Skip to content

Fine-tune with A Custom Dataset

This document introduces the process for fine-tuning a custom dataset in MindCV and the implementation of fine-tuning techniques such as reading the dataset online, setting the learning rate for specific layers, freezing part of the parameters, etc. The main code is in./example/finetune.py, you can make changes to it based on this tutorial as needed.

Next, we will use the FGVC-Aircraft dataset as an example to show how to fine-tune the pre-trained model mobilenet v3-small.
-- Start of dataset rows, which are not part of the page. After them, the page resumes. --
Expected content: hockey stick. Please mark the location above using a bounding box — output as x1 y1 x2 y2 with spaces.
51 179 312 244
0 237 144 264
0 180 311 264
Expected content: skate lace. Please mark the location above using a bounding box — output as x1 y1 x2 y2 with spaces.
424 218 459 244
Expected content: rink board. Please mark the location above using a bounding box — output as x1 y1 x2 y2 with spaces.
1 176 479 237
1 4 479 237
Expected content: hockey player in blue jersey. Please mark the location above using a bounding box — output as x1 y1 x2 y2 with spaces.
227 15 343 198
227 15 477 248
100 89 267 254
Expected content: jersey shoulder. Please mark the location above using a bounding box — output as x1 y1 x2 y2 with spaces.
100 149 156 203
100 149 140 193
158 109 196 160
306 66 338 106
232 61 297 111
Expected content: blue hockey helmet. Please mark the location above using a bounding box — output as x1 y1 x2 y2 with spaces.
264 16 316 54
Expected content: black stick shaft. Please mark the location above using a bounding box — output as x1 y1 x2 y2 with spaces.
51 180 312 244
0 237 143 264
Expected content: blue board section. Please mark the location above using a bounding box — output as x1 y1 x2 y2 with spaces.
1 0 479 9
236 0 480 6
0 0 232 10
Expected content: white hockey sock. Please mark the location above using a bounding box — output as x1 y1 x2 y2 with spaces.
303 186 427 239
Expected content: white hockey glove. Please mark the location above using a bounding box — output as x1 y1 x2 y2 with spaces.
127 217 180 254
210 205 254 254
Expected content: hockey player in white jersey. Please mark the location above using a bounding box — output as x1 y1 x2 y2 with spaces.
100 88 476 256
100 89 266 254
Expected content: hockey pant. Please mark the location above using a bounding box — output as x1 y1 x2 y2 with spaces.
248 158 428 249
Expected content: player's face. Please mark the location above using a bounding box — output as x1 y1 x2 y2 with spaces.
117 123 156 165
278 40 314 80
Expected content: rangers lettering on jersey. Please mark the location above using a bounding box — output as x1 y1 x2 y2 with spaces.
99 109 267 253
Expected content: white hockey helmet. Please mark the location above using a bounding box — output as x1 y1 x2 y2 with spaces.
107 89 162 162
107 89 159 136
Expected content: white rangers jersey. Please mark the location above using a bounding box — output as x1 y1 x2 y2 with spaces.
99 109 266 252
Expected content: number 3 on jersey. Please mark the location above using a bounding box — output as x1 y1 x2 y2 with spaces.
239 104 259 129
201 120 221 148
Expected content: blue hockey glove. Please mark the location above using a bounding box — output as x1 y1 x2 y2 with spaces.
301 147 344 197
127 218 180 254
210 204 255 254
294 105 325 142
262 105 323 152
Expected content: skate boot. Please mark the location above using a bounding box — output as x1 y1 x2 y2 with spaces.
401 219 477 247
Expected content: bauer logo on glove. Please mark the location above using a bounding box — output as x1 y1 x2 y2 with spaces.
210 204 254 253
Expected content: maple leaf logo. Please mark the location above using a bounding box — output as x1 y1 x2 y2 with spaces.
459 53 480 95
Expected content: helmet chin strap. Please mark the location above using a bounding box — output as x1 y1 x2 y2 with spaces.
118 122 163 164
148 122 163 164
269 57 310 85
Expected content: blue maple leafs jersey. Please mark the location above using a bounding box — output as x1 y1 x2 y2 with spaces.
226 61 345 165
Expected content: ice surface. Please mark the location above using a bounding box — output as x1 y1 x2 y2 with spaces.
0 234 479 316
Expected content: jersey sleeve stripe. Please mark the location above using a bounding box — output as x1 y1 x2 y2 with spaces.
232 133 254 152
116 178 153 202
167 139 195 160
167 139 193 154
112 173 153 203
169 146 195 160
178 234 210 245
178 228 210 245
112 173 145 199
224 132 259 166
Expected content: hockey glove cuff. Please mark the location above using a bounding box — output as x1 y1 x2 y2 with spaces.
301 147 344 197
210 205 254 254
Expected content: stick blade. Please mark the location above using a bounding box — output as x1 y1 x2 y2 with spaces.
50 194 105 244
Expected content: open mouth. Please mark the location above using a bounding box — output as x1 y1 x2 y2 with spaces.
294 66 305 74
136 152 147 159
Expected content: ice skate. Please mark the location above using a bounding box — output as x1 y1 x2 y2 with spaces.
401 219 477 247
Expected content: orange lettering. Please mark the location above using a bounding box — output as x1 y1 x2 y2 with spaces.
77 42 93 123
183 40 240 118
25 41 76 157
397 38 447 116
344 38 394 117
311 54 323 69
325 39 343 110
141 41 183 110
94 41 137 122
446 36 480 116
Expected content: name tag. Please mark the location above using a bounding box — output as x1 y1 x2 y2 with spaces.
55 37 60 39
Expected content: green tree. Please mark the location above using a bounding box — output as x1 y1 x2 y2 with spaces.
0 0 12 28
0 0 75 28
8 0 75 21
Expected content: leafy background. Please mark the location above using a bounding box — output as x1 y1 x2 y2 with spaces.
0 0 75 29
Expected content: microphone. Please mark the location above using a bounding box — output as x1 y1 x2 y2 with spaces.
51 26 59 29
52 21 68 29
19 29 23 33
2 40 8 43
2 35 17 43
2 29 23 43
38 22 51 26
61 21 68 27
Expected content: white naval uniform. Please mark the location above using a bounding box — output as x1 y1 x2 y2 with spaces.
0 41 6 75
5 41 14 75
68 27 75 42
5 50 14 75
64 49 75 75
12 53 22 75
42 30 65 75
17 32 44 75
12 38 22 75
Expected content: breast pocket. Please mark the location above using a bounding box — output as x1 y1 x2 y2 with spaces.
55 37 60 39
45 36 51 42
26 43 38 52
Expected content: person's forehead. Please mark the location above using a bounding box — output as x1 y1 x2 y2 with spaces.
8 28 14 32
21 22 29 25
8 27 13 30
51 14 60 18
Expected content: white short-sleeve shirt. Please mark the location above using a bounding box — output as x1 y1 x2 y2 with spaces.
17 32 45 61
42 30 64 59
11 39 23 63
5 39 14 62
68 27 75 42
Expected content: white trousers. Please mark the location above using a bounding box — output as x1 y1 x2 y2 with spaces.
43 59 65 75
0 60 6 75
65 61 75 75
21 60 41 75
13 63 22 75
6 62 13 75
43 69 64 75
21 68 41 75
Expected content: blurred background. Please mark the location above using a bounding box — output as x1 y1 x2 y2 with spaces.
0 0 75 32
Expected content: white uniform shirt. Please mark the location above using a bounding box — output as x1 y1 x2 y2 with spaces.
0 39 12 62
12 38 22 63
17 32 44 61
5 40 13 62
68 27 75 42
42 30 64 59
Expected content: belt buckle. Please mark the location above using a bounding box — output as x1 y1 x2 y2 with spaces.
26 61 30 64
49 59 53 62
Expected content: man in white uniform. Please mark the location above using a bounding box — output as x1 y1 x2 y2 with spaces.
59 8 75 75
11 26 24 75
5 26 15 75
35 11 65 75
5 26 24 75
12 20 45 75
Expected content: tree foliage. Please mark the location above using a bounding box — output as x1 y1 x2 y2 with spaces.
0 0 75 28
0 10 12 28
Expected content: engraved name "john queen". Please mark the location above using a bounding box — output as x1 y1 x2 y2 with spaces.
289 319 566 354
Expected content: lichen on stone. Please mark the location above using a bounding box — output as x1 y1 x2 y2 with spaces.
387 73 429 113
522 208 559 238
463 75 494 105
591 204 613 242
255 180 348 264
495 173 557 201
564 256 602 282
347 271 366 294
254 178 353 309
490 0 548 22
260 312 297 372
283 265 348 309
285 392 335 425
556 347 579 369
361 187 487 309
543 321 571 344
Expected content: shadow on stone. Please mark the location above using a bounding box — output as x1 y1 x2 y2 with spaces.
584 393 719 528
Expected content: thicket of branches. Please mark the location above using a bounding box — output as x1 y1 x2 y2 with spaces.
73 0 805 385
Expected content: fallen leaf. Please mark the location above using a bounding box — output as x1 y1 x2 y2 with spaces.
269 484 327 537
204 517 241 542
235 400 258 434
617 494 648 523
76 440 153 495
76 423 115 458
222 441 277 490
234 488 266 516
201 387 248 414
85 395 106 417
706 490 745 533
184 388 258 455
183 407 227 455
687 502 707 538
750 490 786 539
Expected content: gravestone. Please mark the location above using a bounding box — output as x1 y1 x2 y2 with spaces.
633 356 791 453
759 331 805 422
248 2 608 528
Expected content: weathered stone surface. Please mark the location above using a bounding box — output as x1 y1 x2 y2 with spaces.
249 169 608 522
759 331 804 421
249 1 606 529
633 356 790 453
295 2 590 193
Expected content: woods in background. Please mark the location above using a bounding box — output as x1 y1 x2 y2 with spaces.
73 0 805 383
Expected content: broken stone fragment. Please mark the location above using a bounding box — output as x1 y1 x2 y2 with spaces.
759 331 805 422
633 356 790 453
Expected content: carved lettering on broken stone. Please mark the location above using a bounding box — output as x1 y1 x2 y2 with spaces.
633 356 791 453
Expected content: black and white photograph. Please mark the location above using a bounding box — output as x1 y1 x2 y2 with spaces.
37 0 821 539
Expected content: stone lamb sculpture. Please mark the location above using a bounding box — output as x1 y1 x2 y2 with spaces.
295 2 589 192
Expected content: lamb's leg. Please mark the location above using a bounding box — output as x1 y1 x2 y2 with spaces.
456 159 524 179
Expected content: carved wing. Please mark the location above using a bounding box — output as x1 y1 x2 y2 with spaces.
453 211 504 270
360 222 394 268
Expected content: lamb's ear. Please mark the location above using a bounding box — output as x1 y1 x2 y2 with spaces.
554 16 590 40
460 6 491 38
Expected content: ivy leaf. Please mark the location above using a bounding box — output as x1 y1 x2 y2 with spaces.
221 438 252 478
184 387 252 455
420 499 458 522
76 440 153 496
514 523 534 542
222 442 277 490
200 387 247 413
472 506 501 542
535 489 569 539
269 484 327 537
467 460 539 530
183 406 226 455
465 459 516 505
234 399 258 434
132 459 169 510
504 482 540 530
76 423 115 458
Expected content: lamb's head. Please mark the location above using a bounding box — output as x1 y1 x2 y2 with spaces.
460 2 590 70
Fine-Grained Visual Classification of Aircraft is a commonly used fine-grained image Classification benchmark dataset, which contains 10,000 aircraft images from 100 different types of aircraft (a.k.a variants), that is, 100 images for each aircraft type.
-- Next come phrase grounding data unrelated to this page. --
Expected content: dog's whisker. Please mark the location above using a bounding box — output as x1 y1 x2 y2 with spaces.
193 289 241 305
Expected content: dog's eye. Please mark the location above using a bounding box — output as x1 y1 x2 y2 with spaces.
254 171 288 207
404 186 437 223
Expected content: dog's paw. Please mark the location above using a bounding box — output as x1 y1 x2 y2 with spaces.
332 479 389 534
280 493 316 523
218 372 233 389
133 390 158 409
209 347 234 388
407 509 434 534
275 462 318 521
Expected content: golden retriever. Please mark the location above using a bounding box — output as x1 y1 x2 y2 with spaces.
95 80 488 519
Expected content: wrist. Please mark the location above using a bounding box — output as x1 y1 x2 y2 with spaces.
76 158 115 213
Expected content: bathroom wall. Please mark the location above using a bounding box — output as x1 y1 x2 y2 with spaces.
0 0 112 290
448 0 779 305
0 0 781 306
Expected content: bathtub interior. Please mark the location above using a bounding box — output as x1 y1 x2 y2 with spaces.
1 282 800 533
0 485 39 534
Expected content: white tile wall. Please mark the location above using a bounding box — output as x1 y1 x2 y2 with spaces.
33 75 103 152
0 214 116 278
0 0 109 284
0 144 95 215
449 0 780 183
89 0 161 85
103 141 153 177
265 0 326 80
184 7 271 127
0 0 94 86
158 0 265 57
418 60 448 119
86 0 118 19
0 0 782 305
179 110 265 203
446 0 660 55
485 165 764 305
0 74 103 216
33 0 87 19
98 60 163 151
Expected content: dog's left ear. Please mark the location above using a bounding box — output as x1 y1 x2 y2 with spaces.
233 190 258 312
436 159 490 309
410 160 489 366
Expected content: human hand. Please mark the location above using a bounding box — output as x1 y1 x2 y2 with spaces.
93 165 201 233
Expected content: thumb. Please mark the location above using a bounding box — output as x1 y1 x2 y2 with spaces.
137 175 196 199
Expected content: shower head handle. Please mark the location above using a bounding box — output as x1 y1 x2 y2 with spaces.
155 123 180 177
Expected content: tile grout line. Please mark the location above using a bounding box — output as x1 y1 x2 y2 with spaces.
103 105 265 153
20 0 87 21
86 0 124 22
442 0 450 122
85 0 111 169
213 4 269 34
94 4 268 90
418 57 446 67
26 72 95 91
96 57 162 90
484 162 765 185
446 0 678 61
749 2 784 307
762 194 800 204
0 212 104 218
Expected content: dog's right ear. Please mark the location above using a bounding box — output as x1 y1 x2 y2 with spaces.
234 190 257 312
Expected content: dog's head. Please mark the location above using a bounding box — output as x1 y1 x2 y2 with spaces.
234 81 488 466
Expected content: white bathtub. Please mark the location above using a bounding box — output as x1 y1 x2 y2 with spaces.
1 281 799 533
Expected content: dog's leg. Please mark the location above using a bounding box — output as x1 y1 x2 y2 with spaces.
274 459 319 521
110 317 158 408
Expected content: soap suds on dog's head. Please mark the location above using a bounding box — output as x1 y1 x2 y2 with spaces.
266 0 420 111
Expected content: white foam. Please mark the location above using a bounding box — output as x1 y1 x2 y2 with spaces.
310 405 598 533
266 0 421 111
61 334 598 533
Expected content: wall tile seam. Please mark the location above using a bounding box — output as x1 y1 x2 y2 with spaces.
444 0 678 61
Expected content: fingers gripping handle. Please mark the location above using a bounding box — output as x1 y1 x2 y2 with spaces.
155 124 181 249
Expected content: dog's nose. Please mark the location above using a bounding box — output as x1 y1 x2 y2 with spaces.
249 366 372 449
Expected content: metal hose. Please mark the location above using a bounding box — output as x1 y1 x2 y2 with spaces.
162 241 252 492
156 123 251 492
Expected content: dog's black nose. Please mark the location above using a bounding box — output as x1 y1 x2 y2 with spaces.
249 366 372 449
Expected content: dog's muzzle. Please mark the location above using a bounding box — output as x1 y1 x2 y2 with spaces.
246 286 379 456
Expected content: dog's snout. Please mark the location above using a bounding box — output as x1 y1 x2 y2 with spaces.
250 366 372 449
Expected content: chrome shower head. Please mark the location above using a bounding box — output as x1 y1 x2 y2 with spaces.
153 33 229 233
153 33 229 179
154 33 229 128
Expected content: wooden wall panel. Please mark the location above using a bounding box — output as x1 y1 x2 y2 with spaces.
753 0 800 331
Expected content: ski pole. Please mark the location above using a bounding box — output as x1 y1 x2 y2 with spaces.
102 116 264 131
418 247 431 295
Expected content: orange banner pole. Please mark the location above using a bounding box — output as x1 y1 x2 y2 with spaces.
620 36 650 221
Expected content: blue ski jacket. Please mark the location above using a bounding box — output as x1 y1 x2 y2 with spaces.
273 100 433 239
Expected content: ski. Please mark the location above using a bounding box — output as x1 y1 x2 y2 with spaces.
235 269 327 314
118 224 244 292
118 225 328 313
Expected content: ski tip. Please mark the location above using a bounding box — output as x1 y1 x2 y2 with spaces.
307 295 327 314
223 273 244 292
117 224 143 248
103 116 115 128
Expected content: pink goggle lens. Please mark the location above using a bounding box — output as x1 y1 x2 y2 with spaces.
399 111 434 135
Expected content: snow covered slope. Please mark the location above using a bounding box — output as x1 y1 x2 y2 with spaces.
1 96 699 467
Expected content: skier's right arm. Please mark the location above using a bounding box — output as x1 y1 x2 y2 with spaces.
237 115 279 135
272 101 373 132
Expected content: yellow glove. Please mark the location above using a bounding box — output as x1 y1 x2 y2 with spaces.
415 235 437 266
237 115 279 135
First, extract the downloaded dataset to . /data folder, the directory structure of the Aircraft dataset is:

aircraft
└── data
    ├── images
    │   ├── image1.jpg
    │   ├── image2.jpg
    │   └── ....
    ├── images_variant_test.txt
    ├── images_variant_trainval.txt
    └── ....

The folder "images" contains all the 10,000 images, and the airplane types and subset names of each image are recorded in images_variant_*.txt. When this dataset is used for fine-tuning, the training set is usually set by annotation file: images_variant_trainval.txt. Hence, the training set should contain 6667 images and the test set should contain 3333 images after the dataset has been split.

Data Preprocessing

Read Custom Dataset

For custom datasets, you can either organize the dataset file directory locally into a tree structure similar to ImageNet, and then use the function create_dataset to read the dataset (offline way), or if your dataset is medium-scale or above, which is not suitable to use offline way, you can also directly read all the images into a mappable or iterable object, replacing the file splitting and the create_dataset steps (online way).

Read Dataset Offline

The function create_dataset uses mindspore.Dataset.ImageFolderDataset function to build a dataset object, all images in the same folder will be assigned a same label, which is the folder name. Therefore, the prerequisite for using this function is that the file directory of the source dataset should follow the following tree structure:

DATASET_NAME
    ├── split1(e.g. train)/
    │  ├── class1/
    │  │   ├── 000001.jpg
    │  │   ├── 000002.jpg
    │  │   └── ....
    │  └── class2/
    │      ├── 000001.jpg
    │      ├── 000002.jpg
    │      └── ....
    └── split2/
       ├── class1/
       │   ├── 000001.jpg
       │   ├── 000002.jpg
       │   └── ....
       └── class2/
           ├── 000001.jpg
           ├── 000002.jpg
           └── ....

Next, we'll take the annotation file ./aircraft/data/images_variant_trainval.txt as an example, locally generate the file of train set ./aircraft/data/images/trainval/, which meets the request of a tree-structure directory.

import os
import shutil


# only for Aircraft dataset but not a general one
def extract_images(images_path, subset_name, annotation_file_path, copy=True):
    # read the annotation file to get the label of each image
    def annotations(annotation_file_path):
        image_label = {}
        with open(annotation_file_path, "r") as f:
            lines = f.readlines()
            for line in lines:
                label = " ".join(line.split(" ")[1:]).replace("\n", "").replace("/", "_")
                if label not in image_label.keys():
                    image_label[label] = []
                    image_label[label].append(line.split(" ")[0])
                else:
                    image_label[label].append(line.split(" ")[0])
        return image_label

    # make a new folder for subset
    subset_path = images_path + subset_name
    os.mkdir(subset_path)

    # extract and copy/move images to the new folder
    image_label = annotations(annotation_file_path)
    for label in image_label.keys():
        label_folder = subset_path + "/" + label
        os.mkdir(label_folder)
        for image in image_label[label]:
            image_name = image + ".jpg"
            if copy:
                shutil.copy(images_path + image_name, label_folder + image_name)
            else:
                shutil.move(images_path + image_name, label_folder)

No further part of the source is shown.